00:23 An AI application being developed by a Bayer Tech startup will help call center agents
00:29 sound more convincingly to English speaking customers as Boaz Matt Dibble reports.
00:38 In the global economy, a call to a customer service center will likely be answered by
00:43 someone in a far away part of the world.
00:47 Call center workers can train for months to effectively communicate with customers whose
00:52 native language and culture differ from theirs.
00:55 I can't try that, photographer, photographer, good.
00:59 Despite this training, accents often get in the way, says developer Sharath Narayana.
01:04 There are at least a few instances every single day of his life or her life that they go through
01:10 some level of discrimination and sometimes straight up abuse.
01:14 Narayana is a co-founder of California based Sanus AI whose technology can adjust the way
01:20 a speaker sounds with the goal of making an accent more relatable.
01:25 A call center worker from the Philippines demonstrated.
01:27 Hi, my name is Iggy.
01:29 I'm from Paranaque.
01:31 Hi, my name is Iggy.
01:33 I'm from Paranaque.
01:36 The difference can be subtle, but Narayana says it is helping call center workers avoid
01:41 abuse.
01:42 We're not trying to hide the fact that this person is from India or this person is from
01:45 the Philippines, but this person would sound so clear, so confident and so crisp that the
01:52 other person would like to have a conversation.

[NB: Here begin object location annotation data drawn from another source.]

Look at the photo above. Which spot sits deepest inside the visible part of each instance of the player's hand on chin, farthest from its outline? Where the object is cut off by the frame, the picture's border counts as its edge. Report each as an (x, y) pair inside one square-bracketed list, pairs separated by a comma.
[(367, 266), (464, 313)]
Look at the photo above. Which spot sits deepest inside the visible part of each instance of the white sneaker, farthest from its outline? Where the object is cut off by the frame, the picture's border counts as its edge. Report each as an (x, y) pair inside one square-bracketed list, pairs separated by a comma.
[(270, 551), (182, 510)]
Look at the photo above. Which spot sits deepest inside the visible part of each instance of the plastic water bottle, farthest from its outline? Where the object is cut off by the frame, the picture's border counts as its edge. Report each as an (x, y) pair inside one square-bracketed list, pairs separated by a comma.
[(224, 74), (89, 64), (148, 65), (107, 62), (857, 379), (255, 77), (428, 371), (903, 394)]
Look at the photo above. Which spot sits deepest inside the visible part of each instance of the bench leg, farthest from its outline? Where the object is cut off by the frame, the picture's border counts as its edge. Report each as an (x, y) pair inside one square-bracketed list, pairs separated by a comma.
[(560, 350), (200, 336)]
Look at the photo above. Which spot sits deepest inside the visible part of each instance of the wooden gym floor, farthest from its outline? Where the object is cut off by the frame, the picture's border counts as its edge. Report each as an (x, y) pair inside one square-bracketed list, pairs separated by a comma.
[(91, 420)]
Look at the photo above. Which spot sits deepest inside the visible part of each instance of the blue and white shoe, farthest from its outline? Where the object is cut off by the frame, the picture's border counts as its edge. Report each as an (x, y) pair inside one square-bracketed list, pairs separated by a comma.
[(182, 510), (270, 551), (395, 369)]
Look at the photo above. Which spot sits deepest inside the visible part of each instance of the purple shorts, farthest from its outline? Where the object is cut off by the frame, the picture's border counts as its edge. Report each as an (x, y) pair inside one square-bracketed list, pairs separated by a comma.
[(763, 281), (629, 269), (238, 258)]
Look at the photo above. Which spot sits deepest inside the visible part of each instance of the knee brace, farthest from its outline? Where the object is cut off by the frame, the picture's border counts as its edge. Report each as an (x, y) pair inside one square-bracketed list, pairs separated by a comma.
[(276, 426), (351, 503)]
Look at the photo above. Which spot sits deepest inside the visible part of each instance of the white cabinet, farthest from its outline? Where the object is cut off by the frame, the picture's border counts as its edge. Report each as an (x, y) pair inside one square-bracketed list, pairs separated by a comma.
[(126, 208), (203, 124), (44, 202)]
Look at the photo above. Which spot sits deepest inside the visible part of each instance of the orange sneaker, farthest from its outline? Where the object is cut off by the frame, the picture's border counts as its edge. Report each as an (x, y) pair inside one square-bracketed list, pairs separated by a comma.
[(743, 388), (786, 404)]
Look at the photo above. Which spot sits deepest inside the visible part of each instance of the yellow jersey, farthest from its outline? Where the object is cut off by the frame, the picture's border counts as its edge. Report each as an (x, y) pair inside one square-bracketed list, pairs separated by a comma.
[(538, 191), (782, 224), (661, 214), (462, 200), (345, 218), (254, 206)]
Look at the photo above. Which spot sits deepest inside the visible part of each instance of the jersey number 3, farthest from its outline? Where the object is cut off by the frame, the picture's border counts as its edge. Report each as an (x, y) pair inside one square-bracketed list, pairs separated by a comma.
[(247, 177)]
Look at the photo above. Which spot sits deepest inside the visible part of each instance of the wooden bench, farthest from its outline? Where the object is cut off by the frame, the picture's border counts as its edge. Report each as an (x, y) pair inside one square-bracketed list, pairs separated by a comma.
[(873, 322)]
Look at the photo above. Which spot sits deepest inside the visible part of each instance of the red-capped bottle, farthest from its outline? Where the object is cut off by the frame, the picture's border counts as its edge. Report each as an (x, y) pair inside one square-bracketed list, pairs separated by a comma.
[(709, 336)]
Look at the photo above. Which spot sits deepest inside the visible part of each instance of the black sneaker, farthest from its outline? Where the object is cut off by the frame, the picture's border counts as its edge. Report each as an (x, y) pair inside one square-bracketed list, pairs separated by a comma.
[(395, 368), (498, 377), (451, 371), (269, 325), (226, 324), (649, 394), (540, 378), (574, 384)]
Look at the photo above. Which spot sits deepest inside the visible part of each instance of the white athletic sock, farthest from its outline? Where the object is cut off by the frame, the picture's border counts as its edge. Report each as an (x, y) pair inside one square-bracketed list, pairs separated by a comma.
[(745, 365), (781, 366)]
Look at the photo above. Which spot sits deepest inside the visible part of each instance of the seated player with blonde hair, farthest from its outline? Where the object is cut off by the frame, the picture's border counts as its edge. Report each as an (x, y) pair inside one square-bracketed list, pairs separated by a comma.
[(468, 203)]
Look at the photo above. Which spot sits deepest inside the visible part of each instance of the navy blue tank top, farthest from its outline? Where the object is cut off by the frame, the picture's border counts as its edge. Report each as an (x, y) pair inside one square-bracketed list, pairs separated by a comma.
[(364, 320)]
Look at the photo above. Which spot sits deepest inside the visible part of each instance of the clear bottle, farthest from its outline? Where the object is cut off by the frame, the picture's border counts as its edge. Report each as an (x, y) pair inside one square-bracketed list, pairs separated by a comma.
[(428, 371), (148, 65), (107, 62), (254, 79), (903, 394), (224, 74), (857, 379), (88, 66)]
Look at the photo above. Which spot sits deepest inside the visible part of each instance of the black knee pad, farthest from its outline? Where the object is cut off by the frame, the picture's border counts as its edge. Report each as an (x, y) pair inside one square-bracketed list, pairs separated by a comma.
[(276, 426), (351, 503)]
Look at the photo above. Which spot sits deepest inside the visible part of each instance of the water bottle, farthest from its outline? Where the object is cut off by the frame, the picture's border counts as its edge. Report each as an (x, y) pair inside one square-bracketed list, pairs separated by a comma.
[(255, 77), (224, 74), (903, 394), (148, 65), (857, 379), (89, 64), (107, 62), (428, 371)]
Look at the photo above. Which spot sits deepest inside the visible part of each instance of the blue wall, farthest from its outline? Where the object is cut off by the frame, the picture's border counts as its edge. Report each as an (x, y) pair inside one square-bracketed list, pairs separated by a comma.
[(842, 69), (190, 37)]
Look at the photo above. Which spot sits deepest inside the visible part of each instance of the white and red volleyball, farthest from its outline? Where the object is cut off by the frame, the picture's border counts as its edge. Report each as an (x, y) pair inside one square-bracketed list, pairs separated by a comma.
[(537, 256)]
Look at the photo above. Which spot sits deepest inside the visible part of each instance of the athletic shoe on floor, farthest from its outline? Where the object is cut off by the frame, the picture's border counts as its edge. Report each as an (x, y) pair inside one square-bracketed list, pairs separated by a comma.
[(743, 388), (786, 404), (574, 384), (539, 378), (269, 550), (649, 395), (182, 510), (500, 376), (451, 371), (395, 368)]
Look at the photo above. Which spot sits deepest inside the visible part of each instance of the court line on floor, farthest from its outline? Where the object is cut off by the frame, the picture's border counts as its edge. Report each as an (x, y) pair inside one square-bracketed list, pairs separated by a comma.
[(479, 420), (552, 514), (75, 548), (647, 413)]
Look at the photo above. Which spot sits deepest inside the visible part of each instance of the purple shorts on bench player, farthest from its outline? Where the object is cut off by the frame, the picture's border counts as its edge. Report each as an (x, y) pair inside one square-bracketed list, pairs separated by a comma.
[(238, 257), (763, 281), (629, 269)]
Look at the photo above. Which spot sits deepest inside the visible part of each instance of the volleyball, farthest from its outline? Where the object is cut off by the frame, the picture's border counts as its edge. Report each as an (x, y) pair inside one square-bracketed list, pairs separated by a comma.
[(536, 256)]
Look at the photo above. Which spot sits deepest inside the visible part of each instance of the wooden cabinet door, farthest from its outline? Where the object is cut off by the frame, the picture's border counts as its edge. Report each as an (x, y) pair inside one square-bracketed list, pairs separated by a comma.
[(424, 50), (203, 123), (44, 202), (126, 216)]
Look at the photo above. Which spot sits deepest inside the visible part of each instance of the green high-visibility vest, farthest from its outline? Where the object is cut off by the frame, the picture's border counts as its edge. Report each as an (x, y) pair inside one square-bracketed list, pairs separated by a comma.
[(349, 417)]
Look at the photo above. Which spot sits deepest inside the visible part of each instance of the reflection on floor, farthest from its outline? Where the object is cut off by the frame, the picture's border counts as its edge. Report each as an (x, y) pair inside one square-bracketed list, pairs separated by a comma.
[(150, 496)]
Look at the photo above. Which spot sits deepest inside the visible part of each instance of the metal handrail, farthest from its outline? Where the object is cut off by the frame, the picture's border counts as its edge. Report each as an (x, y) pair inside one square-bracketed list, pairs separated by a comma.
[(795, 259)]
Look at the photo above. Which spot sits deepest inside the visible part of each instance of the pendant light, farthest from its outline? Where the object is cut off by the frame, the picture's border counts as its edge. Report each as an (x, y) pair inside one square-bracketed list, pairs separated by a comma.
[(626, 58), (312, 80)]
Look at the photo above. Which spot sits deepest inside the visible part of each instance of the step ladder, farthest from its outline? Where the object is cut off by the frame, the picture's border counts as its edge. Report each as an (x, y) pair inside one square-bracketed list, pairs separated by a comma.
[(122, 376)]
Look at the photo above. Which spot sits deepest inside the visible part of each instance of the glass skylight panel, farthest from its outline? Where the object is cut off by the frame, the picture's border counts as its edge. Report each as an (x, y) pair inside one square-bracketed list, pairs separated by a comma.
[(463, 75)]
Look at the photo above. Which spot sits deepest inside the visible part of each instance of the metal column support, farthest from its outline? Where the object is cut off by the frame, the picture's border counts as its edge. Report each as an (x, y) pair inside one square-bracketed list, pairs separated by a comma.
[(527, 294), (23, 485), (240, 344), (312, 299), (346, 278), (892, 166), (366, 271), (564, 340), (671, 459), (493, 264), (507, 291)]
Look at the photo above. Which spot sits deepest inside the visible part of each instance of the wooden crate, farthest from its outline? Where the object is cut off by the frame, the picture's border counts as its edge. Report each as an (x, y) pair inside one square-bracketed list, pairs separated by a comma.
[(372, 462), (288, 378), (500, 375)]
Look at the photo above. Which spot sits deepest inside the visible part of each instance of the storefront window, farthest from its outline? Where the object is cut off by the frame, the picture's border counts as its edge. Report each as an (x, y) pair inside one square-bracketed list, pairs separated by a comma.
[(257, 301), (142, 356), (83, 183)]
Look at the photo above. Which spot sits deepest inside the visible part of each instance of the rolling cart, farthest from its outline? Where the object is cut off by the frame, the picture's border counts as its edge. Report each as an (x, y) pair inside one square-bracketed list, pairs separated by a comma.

01:54 Discrimination and abuse by callers are among the factors leading to high turnover among
01:59 call center workers.
02:02 Narayana himself once worked in such a center, and although he doesn't excuse the behavior
02:06 of callers, he says he understands what's going on.
02:10 When they hear that accent, the first thing that I see is that lack of trust with this
02:14 person.
02:15 I've waited so long for my problem to solve.
02:18 Now I'm connected to somebody that I can't relate to or his voice that I cannot relate
02:22 to.
02:23 Can this person actually solve my problem?
02:25 Sociologist Anish Anish says tools like Sanus can help reduce the burden on call center
02:31 agents.
02:32 Anish, however, worries that it also points to what he says are dehumanizing trends in
02:37 technology, namely erasing diversity.
02:40 Most of our communication is mediated through some technology, but when technology starts
02:45 changing your accent itself, that is transforming you into your own avatar.
02:51 Now the driving force is not developing an understanding between human beings, but the
02:58 driving force is transactional in the sense that things have to get functionally done.
03:05 Narayana says that of the workers with the optional Sanus system installed, 97 percent
03:10 of them are choosing to use it every day.
03:13 Because I was able to listen to one of my calls using Sanus and wow.
03:18 It looks like English is my first language, wherein in fact it's not.
03:23 If there is a technology solution to it, where I don't have to change the way I sound, but
03:28 the other person can understand me very, very clearly, why isn't it a beautiful thing?
03:35 For now, the AI seems to be helping people connect.
03:38 Matt Dibble, VOA News, Palo Alto, California.